Ayat’s complicated pregnancy
In rural Morocco, a long way from the nearest vet, a mare’s complications during pregnancy can quickly become a matter of life and death. But the quick-thinking actions of an owner and the vets working for Together for Animals member SPANA, saved both a mother and her foal before it was too late.
Ayat was in intense pain, struggling to give birth to her foal. While this was not the first time that Ayat had been pregnant, this delivery was proving far more difficult and worrying to her owner. He had been eagerly anticipating the arrival of this foal, which he had already named Peanut. But his excitement soon gave way to panic as he realised something had gone terribly wrong during Ayat’s delivery.
Peanut was stuck and without immediate intervention, could asphyxiate and die in his mother’s womb. In the foal’s panic, he had caused internal damage to his mother as he thrashed with his small, sharp hooves. On a small Moroccan farm, miles from the SPANA centre, Ayat’s owner had no choice but to cut in to the mare before Peanut suffocated. Peanut was breathing and alert – an immense relief to his owner who had worried he had already lost the little foal. He could now turn his attention back to the mother who was in shock. The traumatic birth had caused internal bleeding and without immediate attention, Ayat would die within a few hours. Ayat’s owner borrowed his neighbour’s flatbed truck before loading Ayat and Peanut in to the back to drive the hour to the SPANA centre.
The owner called ahead to alert the SPANA team of the emergency case and our vets were there to meet Ayat and Peanut as they arrived at the centre. The team set about treating the horse’s internal haemorrhaging before closing her wounds. Due to the location of her injuries, Ayat would need to be kept in for observation so the vets could manage her recovery. The owner was sorry to leave her, but agreed to keep her at the centre for at least four weeks as she healed. While her owner was disappointed that he couldn’t bring the pair home with him, he knew that his animals were in safe hands and promised to return regularly for visits.

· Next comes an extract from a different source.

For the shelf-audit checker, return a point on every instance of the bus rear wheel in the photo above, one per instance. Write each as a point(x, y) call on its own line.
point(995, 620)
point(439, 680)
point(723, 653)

Every morning, the vets began the day by checking Ayat’s progress and flushing her wounds with saline to keep the area clean of infection. They ensured she was fed a nutrient-rich diet to regain weight and strength. While Ayat received her regular treatment, little Peanut was allowed time out of his stall to explore his new surroundings. His confidence quickly grew as he befriended stablemates and followed the vets on their daily rounds. Occasionally, Peanut would get startled by the centre’s resident guinea pigs and gallop from one end of the stables to the other as fast as his spindly legs could carry him.
Once Ayat’s wounds heal properly, the team can perform a difficult reconstructive surgery to ensure that she doesn’t experience any further complications. Given the fast intervention of her owner and our team, she is expected to make a full recovery.